Why Controlling Context Is Everything
Once you understand what Context is, something becomes clear: how precisely you control Context determines how well AI performs.
In the way language models work, the more relevant the Context is to the task, the better the output. The less relevant, the worse. So if you want AI to perform at its best, the key is: how do you provide high-quality Context?
In 2025, Anthropic (the company behind Claude) proposed a shift in thinking: we should move from “Prompt Engineering” to “Context Engineering.”
What’s the difference?
- Old mindset (Prompt Engineering): “How should I phrase this instruction?”
- New mindset (Context Engineering): “What Context configuration will most likely get the model to produce what I want?”
Here’s a cooking analogy:
- The old approach: “Let me teach you step-by-step how to make this dish.”
- The new approach: “Here are all the ingredients and my taste preferences—figure out the best way to cook it.”
This shift matters. We used to focus on how to ask. Now it’s more about how to inform.
What Makes Good Context?
Anthropic offers a precise definition: Find the smallest but most relevant set of information to maximize the desired outcome.
In plain English: Give information that’s precise, relevant, and free of fluff.
More Context isn’t always better. Stuff it with irrelevant information, and the model gets distracted and loses focus. It’s like handing your employee a briefing packed with unrelated company history, last year’s project notes, and office gossip—they won’t know what actually matters.
Good Context should be:
- Highly relevant to the current task
- Free of noise
- Complete with the key information needed to do the job
- Clearly structured so the model can parse it easily
Real Example: Same Question, Different Context
Let’s look at an example:
No Context:
“Write me an email.”
→ AI gives you a generic, boilerplate email. Nothing specific.
Basic Context:
“Write me an email to a client we’ve worked with for three years. They just got a new manager. Keep it formal but warm.”
→ Completely different result. At least it’s targeted.
Full Context:
On top of the above, you also provide:
- Basic info about the client
- Past email exchanges with them
- The purpose and background of this email
- Your company’s history with theirs
→ The output quality jumps another level.
The difference? The quality of Context.
If you don’t want to go that far, at least remember this simple formula:
Who’s the audience + What’s the purpose + What tone to strike
Just clarify these three things, and your results will be way better than a bare “write me an email.”
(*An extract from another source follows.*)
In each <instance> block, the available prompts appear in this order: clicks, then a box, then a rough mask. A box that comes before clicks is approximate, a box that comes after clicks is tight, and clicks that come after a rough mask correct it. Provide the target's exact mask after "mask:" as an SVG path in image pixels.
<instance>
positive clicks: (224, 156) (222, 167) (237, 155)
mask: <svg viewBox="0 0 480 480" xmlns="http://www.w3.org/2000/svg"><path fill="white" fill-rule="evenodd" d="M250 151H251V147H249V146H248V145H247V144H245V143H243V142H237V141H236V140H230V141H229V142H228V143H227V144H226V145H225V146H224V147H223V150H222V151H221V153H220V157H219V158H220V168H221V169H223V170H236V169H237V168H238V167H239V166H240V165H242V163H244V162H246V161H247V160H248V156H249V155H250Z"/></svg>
From “Teaching AI How to Do Things” to “Giving AI Enough Information”
Earlier, I mentioned the shift from Prompt Engineering to Context Engineering. Another way to look at it: we’re moving from “teaching AI how to do things” to “giving AI enough information to figure it out.”
Back when language models weren’t as capable, our prompts were mostly instructions—telling AI what steps to follow. AI was like a newbie who needed hand-holding.
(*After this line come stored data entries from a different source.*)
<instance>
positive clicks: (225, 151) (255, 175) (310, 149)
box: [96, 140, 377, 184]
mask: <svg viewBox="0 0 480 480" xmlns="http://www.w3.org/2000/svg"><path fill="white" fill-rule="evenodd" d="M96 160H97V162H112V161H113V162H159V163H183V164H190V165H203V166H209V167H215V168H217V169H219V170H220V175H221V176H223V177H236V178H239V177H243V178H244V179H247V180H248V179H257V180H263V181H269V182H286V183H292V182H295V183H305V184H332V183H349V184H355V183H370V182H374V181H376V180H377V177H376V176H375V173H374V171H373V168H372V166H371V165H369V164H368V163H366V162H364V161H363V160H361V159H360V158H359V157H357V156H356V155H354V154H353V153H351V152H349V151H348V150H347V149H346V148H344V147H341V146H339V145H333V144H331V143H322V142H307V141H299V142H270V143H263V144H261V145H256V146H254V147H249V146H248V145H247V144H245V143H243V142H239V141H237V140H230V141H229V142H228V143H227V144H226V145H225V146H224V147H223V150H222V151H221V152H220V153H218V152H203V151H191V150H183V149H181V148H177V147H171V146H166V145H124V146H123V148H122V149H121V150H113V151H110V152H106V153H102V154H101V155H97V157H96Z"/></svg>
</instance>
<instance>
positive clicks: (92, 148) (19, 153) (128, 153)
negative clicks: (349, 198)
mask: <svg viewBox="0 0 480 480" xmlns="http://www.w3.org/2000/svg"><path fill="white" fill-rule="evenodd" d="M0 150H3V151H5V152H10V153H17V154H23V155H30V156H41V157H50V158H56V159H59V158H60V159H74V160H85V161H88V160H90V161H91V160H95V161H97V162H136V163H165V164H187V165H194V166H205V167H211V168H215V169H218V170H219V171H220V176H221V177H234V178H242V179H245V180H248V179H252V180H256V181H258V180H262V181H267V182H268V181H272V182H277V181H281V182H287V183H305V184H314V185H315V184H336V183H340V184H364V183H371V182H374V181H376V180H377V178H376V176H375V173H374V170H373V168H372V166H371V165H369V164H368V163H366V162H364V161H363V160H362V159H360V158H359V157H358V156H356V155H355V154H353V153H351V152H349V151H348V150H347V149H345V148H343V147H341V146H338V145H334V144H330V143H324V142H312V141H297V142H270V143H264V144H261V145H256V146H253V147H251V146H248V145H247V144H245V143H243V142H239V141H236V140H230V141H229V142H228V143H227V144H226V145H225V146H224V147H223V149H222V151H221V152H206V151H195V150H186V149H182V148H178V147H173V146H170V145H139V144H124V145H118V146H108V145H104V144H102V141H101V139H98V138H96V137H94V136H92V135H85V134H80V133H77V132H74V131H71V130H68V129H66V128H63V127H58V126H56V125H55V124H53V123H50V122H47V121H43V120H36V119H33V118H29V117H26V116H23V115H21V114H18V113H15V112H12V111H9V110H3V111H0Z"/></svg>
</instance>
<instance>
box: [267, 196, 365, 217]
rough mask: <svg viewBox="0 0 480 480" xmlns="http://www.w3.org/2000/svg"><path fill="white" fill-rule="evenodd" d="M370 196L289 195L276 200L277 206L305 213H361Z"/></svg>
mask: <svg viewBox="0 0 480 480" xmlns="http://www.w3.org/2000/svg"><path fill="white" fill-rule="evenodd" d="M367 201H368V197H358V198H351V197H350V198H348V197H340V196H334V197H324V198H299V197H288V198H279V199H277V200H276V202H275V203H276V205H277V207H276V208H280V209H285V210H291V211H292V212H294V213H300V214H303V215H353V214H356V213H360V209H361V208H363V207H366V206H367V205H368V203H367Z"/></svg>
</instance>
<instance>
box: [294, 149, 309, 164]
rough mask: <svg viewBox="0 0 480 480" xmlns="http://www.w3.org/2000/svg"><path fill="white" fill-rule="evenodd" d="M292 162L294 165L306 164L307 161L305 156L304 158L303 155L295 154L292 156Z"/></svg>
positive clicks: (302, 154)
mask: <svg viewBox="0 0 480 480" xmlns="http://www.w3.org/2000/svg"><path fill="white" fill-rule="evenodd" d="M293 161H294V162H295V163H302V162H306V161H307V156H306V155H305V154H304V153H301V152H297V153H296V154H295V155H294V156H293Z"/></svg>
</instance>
Now, with 2025-level models, things are different. They’re smart enough to know how to do things. Our job is to provide enough relevant information so they can produce great output.
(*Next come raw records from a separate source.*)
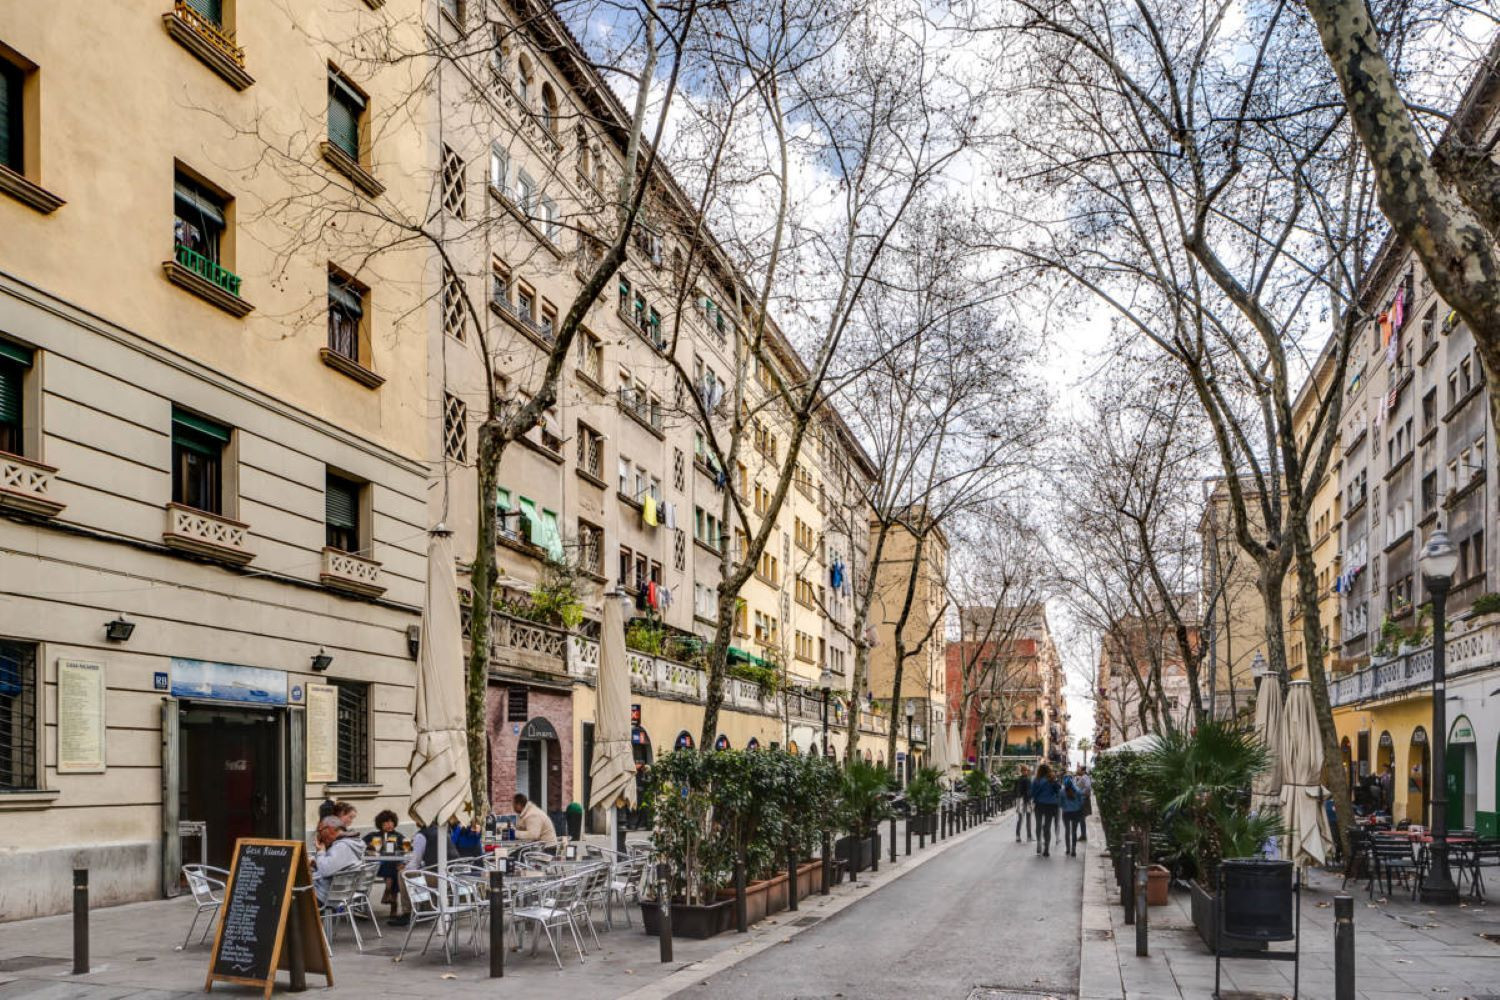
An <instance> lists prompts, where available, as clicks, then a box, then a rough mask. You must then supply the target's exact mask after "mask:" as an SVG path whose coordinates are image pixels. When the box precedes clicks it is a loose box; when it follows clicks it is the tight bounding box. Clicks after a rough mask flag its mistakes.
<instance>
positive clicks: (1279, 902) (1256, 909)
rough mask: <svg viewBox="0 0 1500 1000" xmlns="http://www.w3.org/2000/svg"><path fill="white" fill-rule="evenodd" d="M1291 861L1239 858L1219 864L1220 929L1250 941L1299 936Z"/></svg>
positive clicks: (1292, 869) (1289, 940)
mask: <svg viewBox="0 0 1500 1000" xmlns="http://www.w3.org/2000/svg"><path fill="white" fill-rule="evenodd" d="M1292 877H1293V868H1292V862H1290V861H1269V859H1265V858H1236V859H1226V861H1223V862H1220V894H1218V910H1220V930H1221V931H1223V933H1224V934H1226V936H1227V937H1236V939H1241V940H1250V942H1290V940H1292V939H1293V937H1296V922H1295V919H1296V918H1295V907H1293V900H1292Z"/></svg>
Anthropic observed something interesting internally: in just one year, the percentage of engineers using AI jumped from 28% to 59%, and self-reported productivity gains increased significantly. What changed their work wasn’t the model getting smarter—it was people learning how to feed it the right Context.
Conclusion
Understanding Context is the first step to working effectively with AI.
Once you realize that Context is all AI can see, you start asking different questions: How do I put the right information in? How do I make sure it sees what it needs to see? How do I avoid stuffing it with noise?
Next time AI seems to get dumber, try this mindset:
Think about what information to give before thinking about what instruction to give.
Instead of jumping straight to “what command should I type,” ask yourself: “If this were a new hire helping me, what background, data, and constraints would I tell them?” Write that down—and you’re doing Context Engineering.
In future posts, we’ll dive deeper into how to control Context effectively. This discipline is called Context Engineering.